Two recent, high-profile pharma company cases highlight the issues now entering the medical device industry. A former vice president for sales with TAP Pharmaceutical Products ("TAP"), and a physician, exposed a pharmaceutical kickback scheme, which was ultimately settled for $875 million ($290 million in criminal fines and $585 million in civil damages and penalties). This was the largest healthcare fraud case in American history. The two owners of TAP, Abbott Laboratories' and Takeda Chemicals of Japan, pled guilty to a criminal charge of conspiring with doctors to over bill government insurers for Lupron.
The whistleblower doctor in this case exposed a salesperson's attempt to bribe him to put Lupron back on his Medicare HMO's formulary. As a result of this whistleblower's actions Medicare was able to recover almost a billion dollars. The doctor and the former V.P. netted about $95 million.
The second case involved the Bayer Corporation, which agreed to pay $14 million to the federal government and 45 states to settle a qui tam lawsuit in early 2001. Here again the allegations were that Bayer engaged in AWP manipulation practices that caused physicians and other healthcare providers to submit inflated reimbursement claims to Medicaid. The whistleblowers in this case received a $1.5 million share of the recovery.
Here's the bottom line: Federal law prohibits kickbacks. They are thought to “color” the judgment of the physician. They are thought to prompt the physician to order tests, implant devices or prescribe drugs that are not based on what is best for the patient or is economical for the program, but on what increases the physician's bottom line.

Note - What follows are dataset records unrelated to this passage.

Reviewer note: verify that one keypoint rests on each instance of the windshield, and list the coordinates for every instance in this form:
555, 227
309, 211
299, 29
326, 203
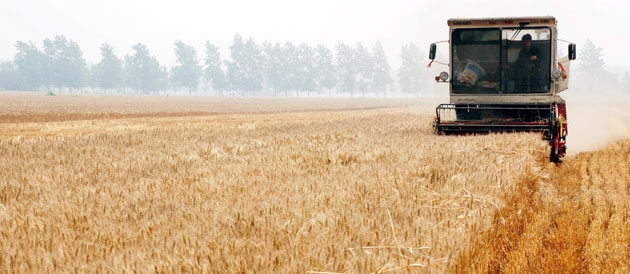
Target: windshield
495, 60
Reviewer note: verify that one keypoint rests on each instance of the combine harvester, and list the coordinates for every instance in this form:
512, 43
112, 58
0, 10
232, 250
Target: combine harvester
506, 78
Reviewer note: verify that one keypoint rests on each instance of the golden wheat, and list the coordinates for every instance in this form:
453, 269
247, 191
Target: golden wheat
265, 190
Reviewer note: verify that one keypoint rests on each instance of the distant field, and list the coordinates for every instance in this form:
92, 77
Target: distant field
101, 183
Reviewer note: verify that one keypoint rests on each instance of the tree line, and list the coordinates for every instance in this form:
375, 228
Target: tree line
250, 68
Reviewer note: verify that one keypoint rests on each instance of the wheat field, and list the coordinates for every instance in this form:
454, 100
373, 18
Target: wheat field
96, 183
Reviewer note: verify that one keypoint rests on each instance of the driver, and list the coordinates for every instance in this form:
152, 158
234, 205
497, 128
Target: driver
529, 76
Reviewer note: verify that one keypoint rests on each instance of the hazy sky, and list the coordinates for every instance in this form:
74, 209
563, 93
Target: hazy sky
158, 24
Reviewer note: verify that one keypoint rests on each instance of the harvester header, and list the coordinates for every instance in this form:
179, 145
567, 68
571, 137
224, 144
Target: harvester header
505, 76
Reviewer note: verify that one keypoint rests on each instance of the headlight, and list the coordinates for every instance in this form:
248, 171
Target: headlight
556, 74
443, 76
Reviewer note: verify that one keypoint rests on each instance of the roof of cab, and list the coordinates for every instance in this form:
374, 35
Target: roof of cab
503, 21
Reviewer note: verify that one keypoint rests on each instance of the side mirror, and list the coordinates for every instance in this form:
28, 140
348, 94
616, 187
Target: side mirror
572, 51
432, 50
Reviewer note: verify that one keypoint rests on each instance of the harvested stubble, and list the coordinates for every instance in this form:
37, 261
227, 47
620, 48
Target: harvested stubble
576, 219
339, 191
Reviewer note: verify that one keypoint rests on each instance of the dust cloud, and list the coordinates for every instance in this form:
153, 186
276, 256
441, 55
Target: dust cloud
596, 120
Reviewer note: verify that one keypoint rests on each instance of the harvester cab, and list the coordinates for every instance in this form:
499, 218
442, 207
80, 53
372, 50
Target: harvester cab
505, 76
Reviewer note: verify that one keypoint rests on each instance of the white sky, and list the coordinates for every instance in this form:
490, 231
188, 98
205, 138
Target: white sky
158, 24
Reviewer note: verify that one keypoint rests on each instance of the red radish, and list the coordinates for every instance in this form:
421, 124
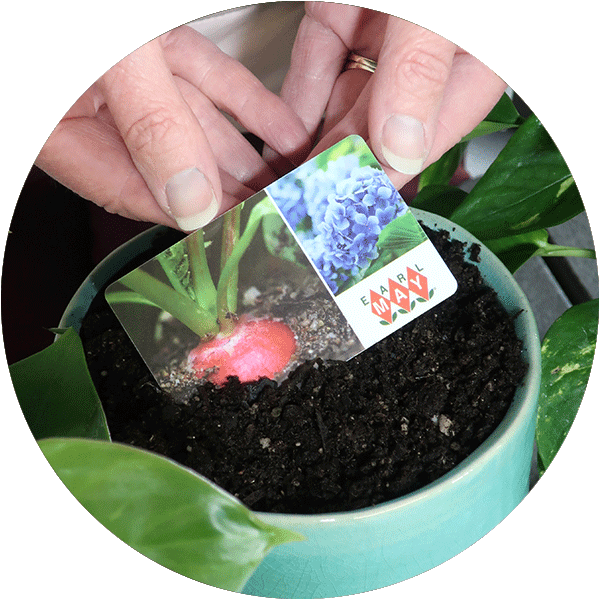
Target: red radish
255, 349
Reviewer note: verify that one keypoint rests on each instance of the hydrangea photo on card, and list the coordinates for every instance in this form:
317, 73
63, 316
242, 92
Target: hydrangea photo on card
362, 240
339, 206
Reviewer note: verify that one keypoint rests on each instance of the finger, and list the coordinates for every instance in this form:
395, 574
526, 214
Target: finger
164, 139
471, 92
236, 91
232, 151
318, 57
353, 122
89, 157
345, 94
409, 85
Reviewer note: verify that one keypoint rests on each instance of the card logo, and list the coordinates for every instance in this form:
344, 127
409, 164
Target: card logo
400, 296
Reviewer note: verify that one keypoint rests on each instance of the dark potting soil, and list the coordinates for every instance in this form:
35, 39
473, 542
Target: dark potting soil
334, 436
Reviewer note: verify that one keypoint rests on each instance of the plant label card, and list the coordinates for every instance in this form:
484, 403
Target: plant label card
362, 240
325, 262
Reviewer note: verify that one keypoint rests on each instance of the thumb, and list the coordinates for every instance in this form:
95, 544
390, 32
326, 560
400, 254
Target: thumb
163, 137
408, 87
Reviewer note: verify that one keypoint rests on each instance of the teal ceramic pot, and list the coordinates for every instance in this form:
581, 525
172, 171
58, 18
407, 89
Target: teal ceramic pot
353, 552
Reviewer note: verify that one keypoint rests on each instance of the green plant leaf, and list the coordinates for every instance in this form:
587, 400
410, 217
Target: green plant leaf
401, 235
167, 513
442, 170
516, 250
567, 354
503, 116
441, 200
528, 185
56, 393
278, 239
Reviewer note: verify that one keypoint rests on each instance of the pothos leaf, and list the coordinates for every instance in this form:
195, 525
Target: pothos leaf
516, 250
442, 170
567, 354
167, 513
527, 183
56, 393
503, 116
439, 199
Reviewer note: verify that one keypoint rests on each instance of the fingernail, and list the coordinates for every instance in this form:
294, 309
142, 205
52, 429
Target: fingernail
191, 199
403, 144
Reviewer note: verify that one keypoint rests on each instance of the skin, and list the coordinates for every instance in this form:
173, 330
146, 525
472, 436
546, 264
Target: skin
157, 113
418, 74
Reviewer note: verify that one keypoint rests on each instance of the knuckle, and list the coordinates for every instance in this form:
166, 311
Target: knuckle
156, 131
421, 68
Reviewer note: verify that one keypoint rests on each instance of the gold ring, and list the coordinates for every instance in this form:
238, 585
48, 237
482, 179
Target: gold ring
356, 61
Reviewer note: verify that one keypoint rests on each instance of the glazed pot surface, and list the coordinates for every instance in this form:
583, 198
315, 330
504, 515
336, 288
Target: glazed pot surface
352, 552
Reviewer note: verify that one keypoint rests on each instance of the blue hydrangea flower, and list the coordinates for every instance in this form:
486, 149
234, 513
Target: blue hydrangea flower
348, 206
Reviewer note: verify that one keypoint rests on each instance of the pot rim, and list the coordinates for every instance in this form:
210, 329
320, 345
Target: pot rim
519, 412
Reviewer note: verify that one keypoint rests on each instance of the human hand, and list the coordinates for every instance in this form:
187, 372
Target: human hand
424, 96
148, 140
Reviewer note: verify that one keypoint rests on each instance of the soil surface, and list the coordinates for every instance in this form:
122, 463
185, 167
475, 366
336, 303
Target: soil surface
334, 435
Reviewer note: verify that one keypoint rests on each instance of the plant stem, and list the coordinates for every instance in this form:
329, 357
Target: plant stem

What's a kickback? Payments for participating in a clinical trial? Speaker fees paid for by honorariums? Grants? Preceptorships? Investigator meetings? Advisory board meetings?
Not likely, we think.
But, physician income is under pressure from a twin whammy of flat reimbursement rates and skyrocketing insurance premiums. Hospital income is under pressure from rising labor, pharmaceutical and equipment costs and declining reimbursement. Increasingly, both physicians and hospitals are deriving a significant portion of their income from the manufacturer through a variety of partnership opportunities. What is the quid pro quo?
How vulnerable are the likes of Medtronic, JNJ, Stryker, Zimmer, Smith & Nephew – indeed the entire medical device industry to a critical investigation of these relationships? That is troublingly unclear.